Standpunt van de verdediging:
Er was sprake van fors alcoholgebruik. Niet alleen door de verdachte, maar ook door de andere aanwezigen. De verdachte kan zich van de betreffende avond en nacht bijna niets herinneren. De aangevers c.q. getuigen waren volgens het proces-verbaal van bevindingen niet in staat om een verklaring dan wel een aangifte af te leggen omdat zij in kennelijke staat verkeerden. Anders gezegd, ze waren dronken.
De verdachte weet niet eens dat hij in de auto heeft gezeten. Hij weet ook niet waarom hij in de auto is gestapt. Ook de anderen die in dit dossier zijn gehoord kunnen dit niet verklaren. Het is maar de vraag met welke bedoelingen de verdachte in de auto is gestapt. Het is de vraag of bij de verdachte opzet aanwezig was om [slachtoffer 1] iets aan te doen. Daarom dient de verdachte van het onder 1 primair, subsidiar en meer subsidiair tenlastegelegde worden vrijgesproken.

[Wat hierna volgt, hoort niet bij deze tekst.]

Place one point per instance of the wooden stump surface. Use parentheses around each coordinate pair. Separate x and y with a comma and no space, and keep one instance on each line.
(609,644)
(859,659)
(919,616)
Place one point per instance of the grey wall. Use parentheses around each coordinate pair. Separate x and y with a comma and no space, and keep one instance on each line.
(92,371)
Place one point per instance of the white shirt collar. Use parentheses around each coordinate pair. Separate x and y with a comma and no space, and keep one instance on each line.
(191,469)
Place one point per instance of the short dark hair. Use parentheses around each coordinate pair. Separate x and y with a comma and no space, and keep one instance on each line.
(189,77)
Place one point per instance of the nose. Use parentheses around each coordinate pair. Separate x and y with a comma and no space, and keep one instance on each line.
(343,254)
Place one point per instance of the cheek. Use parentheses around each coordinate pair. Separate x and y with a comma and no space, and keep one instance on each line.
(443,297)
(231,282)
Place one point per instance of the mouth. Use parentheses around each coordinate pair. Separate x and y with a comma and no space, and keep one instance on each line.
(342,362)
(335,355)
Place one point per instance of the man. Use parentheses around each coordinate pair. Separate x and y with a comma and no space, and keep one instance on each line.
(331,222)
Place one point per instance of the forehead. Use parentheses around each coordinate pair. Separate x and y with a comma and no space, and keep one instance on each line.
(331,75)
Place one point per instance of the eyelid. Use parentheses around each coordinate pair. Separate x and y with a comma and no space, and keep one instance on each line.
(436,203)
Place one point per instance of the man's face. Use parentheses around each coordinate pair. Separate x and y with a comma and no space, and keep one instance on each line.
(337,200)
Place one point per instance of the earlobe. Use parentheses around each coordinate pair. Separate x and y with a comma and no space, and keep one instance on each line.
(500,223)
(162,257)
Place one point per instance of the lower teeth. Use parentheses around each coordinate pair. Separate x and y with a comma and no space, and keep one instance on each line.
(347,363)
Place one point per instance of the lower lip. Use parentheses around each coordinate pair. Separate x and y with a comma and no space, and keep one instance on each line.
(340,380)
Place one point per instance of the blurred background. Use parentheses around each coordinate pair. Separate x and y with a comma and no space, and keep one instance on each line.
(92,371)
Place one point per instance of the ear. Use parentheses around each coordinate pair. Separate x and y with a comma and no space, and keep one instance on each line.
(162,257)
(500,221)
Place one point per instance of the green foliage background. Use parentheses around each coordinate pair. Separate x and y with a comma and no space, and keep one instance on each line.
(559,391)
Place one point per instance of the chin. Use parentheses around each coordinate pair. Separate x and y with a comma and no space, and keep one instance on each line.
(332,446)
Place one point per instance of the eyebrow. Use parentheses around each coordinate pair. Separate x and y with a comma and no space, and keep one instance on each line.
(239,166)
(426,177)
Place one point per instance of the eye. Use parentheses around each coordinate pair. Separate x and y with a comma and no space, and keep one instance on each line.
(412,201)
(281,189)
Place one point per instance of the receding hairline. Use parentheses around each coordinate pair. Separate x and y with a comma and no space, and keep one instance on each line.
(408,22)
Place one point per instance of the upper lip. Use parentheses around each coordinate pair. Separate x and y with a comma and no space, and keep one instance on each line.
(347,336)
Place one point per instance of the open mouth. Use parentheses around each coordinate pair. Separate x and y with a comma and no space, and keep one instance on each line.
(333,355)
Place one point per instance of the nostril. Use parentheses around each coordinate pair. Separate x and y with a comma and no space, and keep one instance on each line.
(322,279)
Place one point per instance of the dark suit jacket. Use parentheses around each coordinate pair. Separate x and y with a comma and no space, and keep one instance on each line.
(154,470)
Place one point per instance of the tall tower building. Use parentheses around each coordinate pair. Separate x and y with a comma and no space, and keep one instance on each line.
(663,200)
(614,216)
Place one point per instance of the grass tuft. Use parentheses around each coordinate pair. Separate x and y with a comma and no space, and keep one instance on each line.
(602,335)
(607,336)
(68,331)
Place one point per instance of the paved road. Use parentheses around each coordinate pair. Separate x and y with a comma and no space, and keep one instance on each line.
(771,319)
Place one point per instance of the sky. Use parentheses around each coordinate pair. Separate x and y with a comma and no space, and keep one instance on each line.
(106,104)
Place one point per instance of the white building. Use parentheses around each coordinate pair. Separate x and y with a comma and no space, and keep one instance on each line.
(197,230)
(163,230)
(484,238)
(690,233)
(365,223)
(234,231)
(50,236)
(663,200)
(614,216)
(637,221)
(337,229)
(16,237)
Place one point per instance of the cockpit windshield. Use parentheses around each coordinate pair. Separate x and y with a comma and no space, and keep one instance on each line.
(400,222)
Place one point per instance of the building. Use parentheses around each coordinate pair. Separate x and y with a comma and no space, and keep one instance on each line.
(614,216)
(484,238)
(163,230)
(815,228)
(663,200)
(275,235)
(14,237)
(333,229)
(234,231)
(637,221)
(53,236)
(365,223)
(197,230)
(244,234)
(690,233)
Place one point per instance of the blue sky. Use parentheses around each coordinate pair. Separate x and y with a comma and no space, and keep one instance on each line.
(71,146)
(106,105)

Verdachte heeft op de avond van 30 op 31 december fors alcohol gedronken samen met een aantal andere mensen waaronder aangever [slachtoffer 1]. Dit leidde tot een handgemeen tussen verdachte en anderen waarna de politie werd gebeld. Toen de politie arriveerde was verdachte in zijn auto vertrokken, korte tijd daarna reed hij weer de straat in, de politie was op dat moment aanwezig. De rechtbank gaat voor de vraag wat er toen gebeurde uit van hetgeen blijkens het proces-verbaal van bevindingen door de verbalisanten is waargenomen. Vermeld wordt dat er een man naast een auto op de weg stond bij een geparkeerde auto en dat een auto in de richting van deze man reed en rakelings langs deze man reed. De manspersoon moest zich dicht tegen de geparkeerde auto aan drukken, anders was hij door deze auto aangereden.5
De vraag die dient te worden beantwoord is of verdachte het - al dan niet voorwaardelijk - opzet heeft gehad om aangever [slachtoffer 1] te doden of (zwaar) lichamelijk letsel toe te brengen.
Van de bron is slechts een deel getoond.